I adore a low-key get-together like this, where people from diverse backgrounds simply relish in good food and good conversations. That feeling of tangible connection with other individuals--in our commonality of differences--makes me feel warm from the inside.

I always complain that I hardly have any Chinese friends. I don't quite fit in the Chinese way, but I don't fit in other ways either. In the end, I think I am becoming a country of my own, raising my own army, setting up my own defense, and putting down my own safety net. Do I miss that bonds with people from my country? Oh yeah, very much so. In my dreams, I could see clear and blurry faces from my high school, wearing that same hideous-looking uniform, speaking in that same dear voice, and laughing that never-ending laugh for the same lack of reason.

But I have always been too proud, too busy, too stubborn, and too critical--too much for a Chinese girl. In my mind's eye, I can see my parents doing chest-bumps and victory dance at home right now, celebrating and exclaiming: thank God/Budda/all deities in the world, finally a taker from the brave wild West!

The last stop was the optics party. The optics hunk dressed as Gob, his favorite character from The Arrested Development. He donned a suggestively translucent and half-buttoned white shirt that truly revealed his credentials as the optics hunk. I was supposed to be his ambiguously British sidekick. He downloaded the Final Showdown to his Iphone as entrance music, practiced the awkward dance moves and forever-failing magic tricks, and even thought about rolling around a Segway.

We thought we would be a huge hit.

We were wrong. People at that particular party were ill-informed of the infamous characters from the show. We exchanged a sympathetic glance with the similarly underrecognized Tobias in snakeskin flare pants. Later we found out that at a graduate mathematics party somewhere else, 15 people coordinated their Arrested Development looks.

But still, not a bad way to end the night.

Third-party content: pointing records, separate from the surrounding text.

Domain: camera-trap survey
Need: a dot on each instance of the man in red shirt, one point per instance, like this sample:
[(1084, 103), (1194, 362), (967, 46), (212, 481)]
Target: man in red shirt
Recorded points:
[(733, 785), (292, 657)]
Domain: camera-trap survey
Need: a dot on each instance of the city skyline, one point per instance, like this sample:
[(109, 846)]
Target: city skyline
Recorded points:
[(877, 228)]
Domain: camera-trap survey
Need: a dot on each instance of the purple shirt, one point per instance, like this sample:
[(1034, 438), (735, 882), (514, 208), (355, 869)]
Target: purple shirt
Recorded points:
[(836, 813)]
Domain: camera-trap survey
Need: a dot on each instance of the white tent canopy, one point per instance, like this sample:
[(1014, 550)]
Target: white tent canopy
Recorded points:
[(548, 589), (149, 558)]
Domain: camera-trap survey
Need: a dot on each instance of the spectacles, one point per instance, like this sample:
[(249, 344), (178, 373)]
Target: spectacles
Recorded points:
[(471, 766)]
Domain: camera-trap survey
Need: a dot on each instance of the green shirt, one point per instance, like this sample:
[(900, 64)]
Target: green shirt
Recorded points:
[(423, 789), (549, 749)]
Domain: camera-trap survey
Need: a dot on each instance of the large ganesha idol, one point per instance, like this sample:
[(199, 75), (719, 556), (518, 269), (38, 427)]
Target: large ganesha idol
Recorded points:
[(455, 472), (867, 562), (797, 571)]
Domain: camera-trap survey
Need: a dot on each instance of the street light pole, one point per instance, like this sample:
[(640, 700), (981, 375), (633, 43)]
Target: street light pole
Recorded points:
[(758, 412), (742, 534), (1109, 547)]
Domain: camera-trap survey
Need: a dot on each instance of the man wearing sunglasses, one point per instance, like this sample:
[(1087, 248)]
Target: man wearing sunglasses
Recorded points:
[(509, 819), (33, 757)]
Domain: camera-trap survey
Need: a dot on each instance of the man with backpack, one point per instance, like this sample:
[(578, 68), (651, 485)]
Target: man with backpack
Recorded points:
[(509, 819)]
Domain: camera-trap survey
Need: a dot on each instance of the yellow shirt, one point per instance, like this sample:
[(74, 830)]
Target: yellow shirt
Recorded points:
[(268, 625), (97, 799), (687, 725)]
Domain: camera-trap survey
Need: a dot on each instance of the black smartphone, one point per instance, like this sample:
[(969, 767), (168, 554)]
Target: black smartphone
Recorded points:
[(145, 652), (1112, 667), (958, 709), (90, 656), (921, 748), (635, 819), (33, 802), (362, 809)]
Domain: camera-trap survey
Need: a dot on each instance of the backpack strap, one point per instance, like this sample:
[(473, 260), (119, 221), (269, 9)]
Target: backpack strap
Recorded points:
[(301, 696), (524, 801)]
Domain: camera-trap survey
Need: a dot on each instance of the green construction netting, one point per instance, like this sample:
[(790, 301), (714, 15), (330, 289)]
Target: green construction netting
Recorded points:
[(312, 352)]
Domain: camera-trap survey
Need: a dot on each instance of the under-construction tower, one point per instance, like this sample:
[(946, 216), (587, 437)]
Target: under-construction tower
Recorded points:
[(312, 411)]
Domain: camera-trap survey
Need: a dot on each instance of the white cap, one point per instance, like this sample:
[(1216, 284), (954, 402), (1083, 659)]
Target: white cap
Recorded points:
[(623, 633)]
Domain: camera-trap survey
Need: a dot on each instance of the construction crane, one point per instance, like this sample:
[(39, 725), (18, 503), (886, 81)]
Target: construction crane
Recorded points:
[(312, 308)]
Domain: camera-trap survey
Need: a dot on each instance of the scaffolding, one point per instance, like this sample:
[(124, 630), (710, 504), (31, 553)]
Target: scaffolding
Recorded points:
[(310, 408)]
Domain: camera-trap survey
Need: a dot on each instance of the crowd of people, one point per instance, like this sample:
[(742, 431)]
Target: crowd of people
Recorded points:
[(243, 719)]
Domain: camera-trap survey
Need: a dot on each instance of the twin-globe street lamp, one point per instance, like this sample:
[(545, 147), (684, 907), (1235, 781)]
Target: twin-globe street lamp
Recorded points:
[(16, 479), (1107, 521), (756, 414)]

The next morning, we bid an official farewell to our short-lived glamorous Lindsay Lohan way of life. I spent a holy day doing a writing competition, and then started a week of eye-gorging exam studying. The optics hunk went back to his power point monkey mode, churning out overly meticulous slides to prepare for a conference in Austin.

Also, for those of you who had no clue who the optics hunk is, that's Blake. Not the Blake Lively Blake, though.